Innovations Behind Falcon-40B: A Leader in Open Source LLMs

LLMs Scaling Laws & Paper Introduction

Understanding the scaling laws governing Large Language Models (LLMs) is vital for discussing performance improvements. To enhance a model's effectiveness, it is essential to "scale up" the model. This involves increasing the model size by expanding the number of parameters, while simultaneously increasing the volume of training data.

However, this model of advancement presents challenges, primarily because data, despite being abundant, is not infinite. These issues are exacerbated by considerations such as data quality, copyright, and licensing concerns. Unfortunately, a significant portion of available data fails to meet high-quality standards.

For instance, a vast amount of user-generated content on the internet contributes to the data pool but is often plagued by grammatical mistakes and factual inaccuracies.
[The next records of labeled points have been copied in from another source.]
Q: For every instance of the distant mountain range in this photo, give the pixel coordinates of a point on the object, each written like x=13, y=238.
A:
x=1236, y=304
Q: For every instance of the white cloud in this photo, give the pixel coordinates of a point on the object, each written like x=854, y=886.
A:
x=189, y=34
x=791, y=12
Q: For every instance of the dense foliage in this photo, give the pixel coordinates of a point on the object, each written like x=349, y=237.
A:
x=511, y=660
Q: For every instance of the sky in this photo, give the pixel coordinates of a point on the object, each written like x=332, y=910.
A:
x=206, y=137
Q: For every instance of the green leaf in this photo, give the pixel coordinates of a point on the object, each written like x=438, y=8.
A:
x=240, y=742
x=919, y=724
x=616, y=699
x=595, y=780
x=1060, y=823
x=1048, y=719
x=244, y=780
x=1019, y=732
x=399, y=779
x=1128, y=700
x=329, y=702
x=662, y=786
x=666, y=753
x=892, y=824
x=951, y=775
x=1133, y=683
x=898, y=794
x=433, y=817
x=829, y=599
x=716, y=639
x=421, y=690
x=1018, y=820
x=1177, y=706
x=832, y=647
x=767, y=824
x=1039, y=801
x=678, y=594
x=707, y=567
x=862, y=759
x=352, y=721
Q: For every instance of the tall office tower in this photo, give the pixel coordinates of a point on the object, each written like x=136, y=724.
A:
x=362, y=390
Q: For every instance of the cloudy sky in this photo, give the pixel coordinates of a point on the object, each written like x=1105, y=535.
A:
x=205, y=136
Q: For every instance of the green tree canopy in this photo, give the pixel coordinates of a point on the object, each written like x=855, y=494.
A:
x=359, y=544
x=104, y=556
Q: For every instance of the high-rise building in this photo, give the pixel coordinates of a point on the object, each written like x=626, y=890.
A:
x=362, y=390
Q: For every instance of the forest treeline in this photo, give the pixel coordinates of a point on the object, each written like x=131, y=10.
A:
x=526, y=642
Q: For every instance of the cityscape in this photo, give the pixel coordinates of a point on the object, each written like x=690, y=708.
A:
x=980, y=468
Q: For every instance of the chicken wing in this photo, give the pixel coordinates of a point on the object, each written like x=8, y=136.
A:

Conversely, high-quality data can be found in well-curated books, select web resources, and insightful social media discussions. Yet, acquiring this premium data can be challenging due to proprietary issues and the need for human oversight to evaluate its quality.

Thus, scaling models poses a dual challenge — increasing size while maintaining the integrity and legality of the input data.

Falcon Team Contributions

To address these challenges, the Falcon team has made several notable contributions:

They pioneered the development of RedefinedWeb, an English pretraining dataset sourced exclusively from the web. This dataset, encompassing an impressive five trillion tokens, exemplifies high-quality data collection.
The Falcon team demonstrated that utilizing web data alone can yield models that outperform those trained on both public and private curated datasets. This breakthrough, supported by zero-shot benchmarks, challenges conventional wisdom regarding data quality.
The team released a substantial extract of RefinedWeb, consisting of 600 billion tokens, to the public. Additionally, they made available Large Language Models trained on this dataset, featuring a parameter count of 1/7 billion. These releases aim to establish a new benchmark for high-quality web datasets in the natural language processing community.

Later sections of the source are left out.